Poster Sun, Jun 7, 2026 • 2:30 PM – 4:30 PM PDT ExHall A 402

Self-Critical Distillation Network for Video-based Commonsense Captioning

Mengqi Yuan ⋅ Gengyun Jia ⋅ Bing-Kun Bao

Abstract

Video-based commonsense captioning aims to generate captions for the video content while providing multiple commonsense about the underlying events. Existing approaches rely on constructing a "video $\rightarrow$ content caption $\rightarrow$ commonsense" reasoning chain, which generates visually ungrounded commonsense and neglects inter-category commonsense correlations. Firstly, the existing reasoning chain induces the model's excessive reliance on content caption when generating commonsense, resulting in generic outputs with limited visual relevance. Secondly, the reasoning chain adopts multiple isolated decoders for commonsense generation, which fails to leverage the correlations between different categories of commonsense.

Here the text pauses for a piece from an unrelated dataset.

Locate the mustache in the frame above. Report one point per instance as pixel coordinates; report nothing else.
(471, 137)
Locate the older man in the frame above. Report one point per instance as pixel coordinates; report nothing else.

To address these limitations, we introduce a novel self-critical distillation network (SCD-Net), which optimizes the reasoning chain by enhancing visual reasoning and establishing inter-category commonsense correlations. Specifically, on the one hand, we introduce self-critical learning and design a reward function to allow the model to refine its output. This mechanism incentivizes the model to maximize the utilization of visual information, thus improving the model's capacity for visual comprehension. On the other hand, we propose a joint reasoning distillation framework that fosters mutual inference among diverse commonsense categories. In this framework, we incorporate the cascaded decoder and knowledge distillation strategy to facilitate inter-category commonsense knowledge transfer while maintaining the fairness of the testing. Our experiments on the large-scale Video-to-Commonsense dataset demonstrate that our approach performs favorably against state-of-the-art methods. The code will be released soon.